Proximal Neuropathies
Proximal neuropathies may develop in long-standing diabetics with poor metabolic control and may lead to weight loss. A prominent feature is pain that is often severe and located in the hips and thighs. Proximal neuropathy causes weakness in the legs and often leaves patients unable to emerge from a sitting to a standing position without aid. The length of the recovery period varies, depending on the type of nerve damage.

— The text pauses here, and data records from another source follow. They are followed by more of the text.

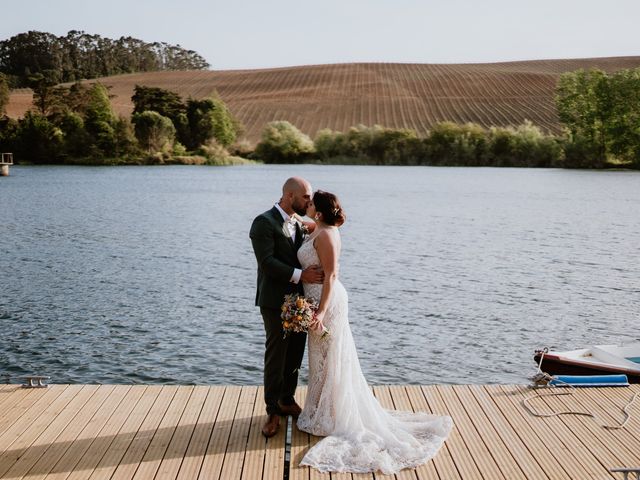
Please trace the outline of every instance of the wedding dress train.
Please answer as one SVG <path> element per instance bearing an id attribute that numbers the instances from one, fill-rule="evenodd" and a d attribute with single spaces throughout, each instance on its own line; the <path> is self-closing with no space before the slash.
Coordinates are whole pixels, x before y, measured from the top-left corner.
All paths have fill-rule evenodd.
<path id="1" fill-rule="evenodd" d="M 303 268 L 319 264 L 313 240 L 298 250 Z M 324 318 L 329 335 L 310 332 L 309 386 L 298 429 L 325 437 L 301 465 L 321 472 L 396 473 L 434 457 L 449 435 L 447 416 L 385 410 L 360 369 L 348 320 L 347 292 L 339 280 Z M 320 301 L 322 285 L 305 284 L 305 296 Z"/>

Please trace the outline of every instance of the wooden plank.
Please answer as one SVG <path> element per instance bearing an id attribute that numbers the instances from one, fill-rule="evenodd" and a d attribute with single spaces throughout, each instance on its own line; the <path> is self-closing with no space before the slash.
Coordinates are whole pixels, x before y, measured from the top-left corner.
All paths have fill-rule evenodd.
<path id="1" fill-rule="evenodd" d="M 524 410 L 522 401 L 531 395 L 536 395 L 536 391 L 522 386 L 502 386 L 501 388 L 503 391 L 510 393 L 506 398 L 508 398 L 516 408 L 522 409 L 527 423 L 529 423 L 536 434 L 549 445 L 552 455 L 562 465 L 570 478 L 608 478 L 608 475 L 603 476 L 601 474 L 601 465 L 598 464 L 594 466 L 592 462 L 585 464 L 582 458 L 576 457 L 575 450 L 579 448 L 577 439 L 558 417 L 537 418 L 531 416 Z M 544 404 L 542 399 L 534 399 L 530 405 L 533 408 L 540 409 L 540 411 L 551 412 L 551 410 L 545 406 L 546 404 Z"/>
<path id="2" fill-rule="evenodd" d="M 51 387 L 21 421 L 14 423 L 0 437 L 0 476 L 4 475 L 38 438 L 56 415 L 83 389 L 82 385 Z"/>
<path id="3" fill-rule="evenodd" d="M 296 401 L 304 406 L 307 399 L 307 387 L 298 388 Z M 291 427 L 291 456 L 289 457 L 289 480 L 309 480 L 310 467 L 300 465 L 304 455 L 309 451 L 309 434 L 298 430 L 296 422 Z"/>
<path id="4" fill-rule="evenodd" d="M 251 414 L 256 403 L 257 391 L 257 387 L 242 387 L 229 434 L 229 443 L 227 444 L 220 478 L 242 477 L 245 450 L 249 439 L 249 428 L 251 427 Z"/>
<path id="5" fill-rule="evenodd" d="M 99 386 L 81 385 L 73 390 L 77 390 L 77 395 L 74 395 L 71 401 L 59 405 L 59 409 L 51 409 L 48 415 L 43 415 L 47 423 L 45 429 L 32 432 L 37 432 L 36 435 L 29 434 L 27 431 L 15 442 L 11 451 L 7 452 L 8 455 L 5 457 L 7 461 L 2 462 L 3 467 L 13 464 L 10 468 L 0 467 L 0 477 L 6 475 L 7 478 L 22 478 L 56 441 L 69 423 L 77 417 L 91 397 L 98 392 Z M 13 459 L 15 459 L 14 462 L 12 462 Z"/>
<path id="6" fill-rule="evenodd" d="M 576 401 L 585 411 L 596 415 L 595 419 L 583 417 L 584 425 L 600 442 L 611 450 L 621 465 L 640 464 L 637 436 L 628 429 L 606 429 L 602 424 L 619 425 L 622 420 L 622 409 L 607 408 L 607 399 L 615 394 L 613 389 L 582 388 L 576 392 Z"/>
<path id="7" fill-rule="evenodd" d="M 613 479 L 609 468 L 640 463 L 640 402 L 625 429 L 607 430 L 588 417 L 536 418 L 521 404 L 532 391 L 518 386 L 373 390 L 384 408 L 454 418 L 454 431 L 433 462 L 403 470 L 397 479 Z M 2 391 L 3 478 L 284 476 L 286 424 L 269 441 L 262 436 L 262 387 L 54 385 L 38 390 L 5 386 Z M 622 420 L 621 408 L 637 391 L 640 385 L 579 389 L 571 396 L 534 399 L 533 406 L 547 412 L 588 410 L 614 423 Z M 306 388 L 300 388 L 298 401 L 304 404 L 305 397 Z M 13 414 L 19 421 L 7 420 Z M 319 440 L 292 428 L 291 480 L 393 478 L 300 467 L 304 453 Z"/>
<path id="8" fill-rule="evenodd" d="M 411 406 L 413 411 L 415 412 L 427 412 L 434 415 L 447 415 L 447 413 L 443 412 L 435 412 L 431 406 L 428 404 L 422 389 L 418 385 L 410 385 L 405 387 L 407 392 L 407 396 L 409 397 L 409 401 L 411 402 Z M 444 445 L 438 452 L 438 454 L 433 458 L 433 465 L 438 474 L 438 477 L 446 480 L 456 480 L 460 479 L 460 474 L 458 473 L 458 469 L 451 458 L 451 452 L 449 451 L 449 440 L 447 439 L 444 442 Z M 427 478 L 426 475 L 422 475 L 422 467 L 418 467 L 417 474 L 418 478 Z"/>
<path id="9" fill-rule="evenodd" d="M 135 437 L 129 444 L 129 448 L 110 478 L 114 480 L 133 478 L 145 456 L 147 448 L 149 448 L 149 445 L 153 441 L 158 426 L 162 422 L 177 392 L 178 387 L 175 385 L 165 385 L 162 387 L 160 395 L 158 395 L 158 398 L 153 403 L 153 406 L 140 425 L 140 429 L 135 434 Z"/>
<path id="10" fill-rule="evenodd" d="M 62 458 L 60 458 L 55 466 L 47 473 L 47 480 L 64 479 L 74 470 L 79 460 L 100 435 L 100 431 L 121 406 L 129 390 L 130 387 L 128 386 L 118 386 L 114 389 L 114 392 L 109 396 L 108 400 L 100 407 L 99 412 L 71 443 Z M 31 474 L 29 480 L 32 480 Z"/>
<path id="11" fill-rule="evenodd" d="M 160 385 L 131 387 L 123 402 L 124 408 L 109 419 L 105 428 L 100 431 L 100 436 L 91 444 L 70 475 L 70 480 L 84 479 L 87 476 L 92 480 L 111 478 L 144 419 L 158 401 L 162 389 Z"/>
<path id="12" fill-rule="evenodd" d="M 305 404 L 307 392 L 308 387 L 300 387 L 297 389 L 296 396 L 299 405 Z M 292 438 L 290 468 L 293 469 L 295 475 L 301 480 L 330 480 L 332 478 L 331 473 L 322 473 L 315 468 L 300 466 L 300 462 L 309 449 L 322 440 L 322 437 L 301 432 L 294 423 L 292 427 Z"/>
<path id="13" fill-rule="evenodd" d="M 482 436 L 476 430 L 464 406 L 458 400 L 453 387 L 439 386 L 437 390 L 442 400 L 446 403 L 449 414 L 451 418 L 453 418 L 453 422 L 457 425 L 460 435 L 464 439 L 464 443 L 469 449 L 482 476 L 491 479 L 504 479 L 504 474 L 496 464 L 495 459 L 491 455 L 491 451 L 487 448 Z"/>
<path id="14" fill-rule="evenodd" d="M 96 392 L 93 396 L 91 396 L 91 398 L 80 407 L 77 414 L 68 423 L 68 425 L 64 427 L 60 435 L 58 435 L 55 440 L 40 446 L 40 450 L 42 450 L 40 452 L 33 453 L 33 451 L 38 448 L 34 446 L 35 444 L 27 450 L 27 453 L 20 458 L 20 462 L 26 459 L 29 455 L 33 455 L 34 458 L 40 455 L 40 458 L 30 469 L 25 466 L 25 470 L 23 470 L 26 471 L 26 469 L 28 469 L 29 480 L 43 479 L 53 469 L 53 467 L 69 450 L 80 433 L 93 420 L 93 417 L 102 411 L 105 402 L 113 393 L 115 388 L 115 385 L 96 387 Z M 14 469 L 16 466 L 17 464 L 14 465 Z M 18 477 L 15 470 L 13 475 Z"/>
<path id="15" fill-rule="evenodd" d="M 218 418 L 216 419 L 198 478 L 209 480 L 220 477 L 227 444 L 229 443 L 233 417 L 240 399 L 240 390 L 241 387 L 231 386 L 227 387 L 224 392 Z"/>
<path id="16" fill-rule="evenodd" d="M 177 387 L 175 395 L 167 406 L 167 410 L 163 414 L 162 420 L 156 427 L 153 438 L 144 452 L 142 461 L 133 476 L 134 479 L 155 478 L 160 463 L 176 433 L 180 418 L 189 402 L 193 389 L 193 386 Z"/>
<path id="17" fill-rule="evenodd" d="M 0 415 L 0 453 L 4 451 L 2 445 L 2 435 L 4 432 L 16 422 L 21 422 L 23 427 L 26 428 L 27 423 L 32 420 L 29 419 L 29 417 L 22 419 L 22 416 L 27 413 L 33 405 L 40 402 L 40 399 L 44 397 L 45 394 L 52 402 L 62 391 L 63 389 L 60 388 L 38 388 L 37 390 L 21 388 L 11 394 L 11 396 L 7 398 L 7 402 L 2 405 L 2 410 L 0 410 L 2 412 L 2 415 Z M 43 400 L 33 411 L 36 412 L 36 414 L 41 413 L 42 409 L 45 408 L 44 405 L 46 405 L 46 402 L 47 401 Z"/>
<path id="18" fill-rule="evenodd" d="M 382 408 L 386 410 L 404 410 L 404 411 L 412 411 L 411 404 L 409 399 L 406 398 L 406 393 L 401 392 L 399 390 L 395 391 L 395 396 L 392 396 L 391 390 L 393 387 L 373 387 L 373 391 L 375 393 L 376 399 L 380 402 Z M 431 462 L 428 463 L 431 466 L 431 473 L 435 474 L 435 477 L 426 477 L 426 478 L 437 478 L 437 474 L 435 473 L 435 469 Z M 367 478 L 373 479 L 373 475 L 369 475 Z M 416 472 L 411 469 L 404 469 L 398 472 L 395 475 L 383 475 L 382 473 L 376 473 L 375 479 L 391 479 L 396 478 L 398 480 L 415 480 Z"/>
<path id="19" fill-rule="evenodd" d="M 570 476 L 562 468 L 562 463 L 559 462 L 553 455 L 547 446 L 550 443 L 549 438 L 540 438 L 536 435 L 531 424 L 528 423 L 523 415 L 529 416 L 522 408 L 516 408 L 507 398 L 507 395 L 512 395 L 511 392 L 505 392 L 498 386 L 483 386 L 477 385 L 471 388 L 472 393 L 476 399 L 483 404 L 485 409 L 490 409 L 488 402 L 491 401 L 496 409 L 504 416 L 506 422 L 511 426 L 513 432 L 520 438 L 520 441 L 526 446 L 527 451 L 533 461 L 536 462 L 538 467 L 544 473 L 538 473 L 536 477 L 530 478 L 555 478 L 558 480 L 570 480 Z M 506 428 L 506 426 L 505 426 Z M 546 432 L 543 432 L 544 436 Z M 505 438 L 505 437 L 503 437 Z M 526 457 L 525 452 L 519 452 L 517 458 L 520 455 Z M 525 460 L 523 459 L 524 463 Z M 532 471 L 536 471 L 535 466 L 529 467 Z"/>
<path id="20" fill-rule="evenodd" d="M 544 401 L 556 412 L 563 410 L 585 411 L 584 408 L 577 403 L 575 395 L 545 396 Z M 590 466 L 593 473 L 603 477 L 608 473 L 609 468 L 618 465 L 618 462 L 622 461 L 616 454 L 603 445 L 603 443 L 599 441 L 599 438 L 593 435 L 586 427 L 585 421 L 593 425 L 592 418 L 579 415 L 562 415 L 554 419 L 558 419 L 566 425 L 567 430 L 573 433 L 576 441 L 571 451 L 581 463 L 585 466 Z M 611 437 L 609 432 L 604 429 L 603 431 L 607 434 L 607 437 Z"/>
<path id="21" fill-rule="evenodd" d="M 251 427 L 249 428 L 247 451 L 244 457 L 244 467 L 242 468 L 242 480 L 262 478 L 264 456 L 267 446 L 267 440 L 264 435 L 262 435 L 262 425 L 266 418 L 264 416 L 264 410 L 264 387 L 260 386 L 256 391 L 256 401 L 253 404 L 253 411 L 251 413 Z"/>
<path id="22" fill-rule="evenodd" d="M 2 385 L 2 389 L 0 390 L 0 412 L 4 413 L 4 409 L 7 406 L 15 405 L 20 401 L 21 398 L 24 398 L 29 394 L 30 390 L 28 388 L 22 388 L 20 385 Z M 44 390 L 44 388 L 39 388 L 38 390 Z M 42 392 L 44 393 L 44 392 Z"/>
<path id="23" fill-rule="evenodd" d="M 421 387 L 421 390 L 433 412 L 437 412 L 441 415 L 449 415 L 453 418 L 453 428 L 451 429 L 451 434 L 449 435 L 445 445 L 451 453 L 451 458 L 453 459 L 460 477 L 464 479 L 482 478 L 480 470 L 478 470 L 478 467 L 473 460 L 473 456 L 471 455 L 471 450 L 467 447 L 465 439 L 460 433 L 458 422 L 461 420 L 456 420 L 456 418 L 451 415 L 451 412 L 448 410 L 437 386 L 423 386 Z"/>
<path id="24" fill-rule="evenodd" d="M 458 396 L 460 404 L 466 410 L 475 429 L 490 449 L 491 456 L 504 477 L 508 479 L 522 480 L 526 480 L 527 478 L 539 478 L 536 476 L 526 476 L 525 472 L 520 469 L 519 463 L 516 462 L 515 458 L 512 456 L 509 446 L 499 435 L 498 430 L 496 429 L 496 424 L 499 424 L 502 419 L 502 415 L 497 410 L 490 410 L 490 412 L 495 416 L 489 417 L 487 412 L 480 407 L 466 385 L 456 385 L 450 388 L 453 389 L 455 394 Z M 504 427 L 504 425 L 502 426 Z M 506 433 L 507 430 L 507 428 L 504 428 L 503 433 Z M 511 445 L 512 447 L 516 448 L 516 446 L 520 446 L 518 437 L 513 435 L 510 439 L 513 442 Z M 536 474 L 539 475 L 541 472 L 542 471 L 538 468 Z"/>
<path id="25" fill-rule="evenodd" d="M 394 386 L 390 386 L 389 387 L 389 393 L 391 394 L 391 399 L 393 400 L 393 405 L 395 406 L 396 410 L 399 411 L 403 411 L 403 412 L 427 412 L 428 409 L 419 409 L 419 408 L 415 408 L 413 405 L 413 402 L 411 401 L 411 398 L 409 397 L 409 392 L 407 387 L 405 387 L 404 385 L 394 385 Z M 426 405 L 425 405 L 426 406 Z M 446 452 L 446 449 L 443 447 L 441 448 L 441 452 L 438 453 L 438 455 L 440 455 L 440 453 L 442 453 L 442 451 Z M 435 458 L 435 457 L 434 457 Z M 436 466 L 435 466 L 435 462 L 433 461 L 434 459 L 429 460 L 427 463 L 423 463 L 422 465 L 418 465 L 415 470 L 414 470 L 414 478 L 419 478 L 419 479 L 427 479 L 427 480 L 435 480 L 435 479 L 439 479 L 440 475 L 438 474 L 438 471 L 436 470 Z M 457 472 L 456 472 L 457 474 Z M 398 477 L 398 478 L 404 478 L 404 477 Z M 410 478 L 410 477 L 407 477 Z M 448 477 L 449 480 L 452 477 Z"/>
<path id="26" fill-rule="evenodd" d="M 207 387 L 207 399 L 202 407 L 185 459 L 180 465 L 178 480 L 192 480 L 198 478 L 200 468 L 207 453 L 207 446 L 217 421 L 220 405 L 227 387 Z"/>
<path id="27" fill-rule="evenodd" d="M 289 417 L 283 417 L 280 420 L 278 433 L 267 439 L 262 477 L 264 480 L 282 480 L 284 477 L 284 444 Z"/>
<path id="28" fill-rule="evenodd" d="M 180 417 L 171 443 L 169 443 L 164 458 L 158 467 L 158 473 L 156 473 L 155 476 L 156 480 L 164 478 L 174 479 L 177 477 L 207 398 L 208 390 L 208 387 L 205 386 L 193 388 L 193 392 L 187 402 L 182 417 Z"/>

Diagnosing Diabetic Neuropathy
Diagnosing diabetic neuropathy requires clinicians to perform a thorough physical examination, elicit patient history, and use clinical judgment; it does not necessarily hinge on any particular neurologic test or finding. Some patients present with severe pain but only minimal neurologic deficits, while others present with foot ulcers but have no pain or neurologic symptoms.
A complete medical evaluation enables clinicians to classify the diabetes, detect the presence of diabetes complications, review previous treatment and glycemic control in patients with established diabetes, assist in formulating a management plan, and provide a basis for continuing care.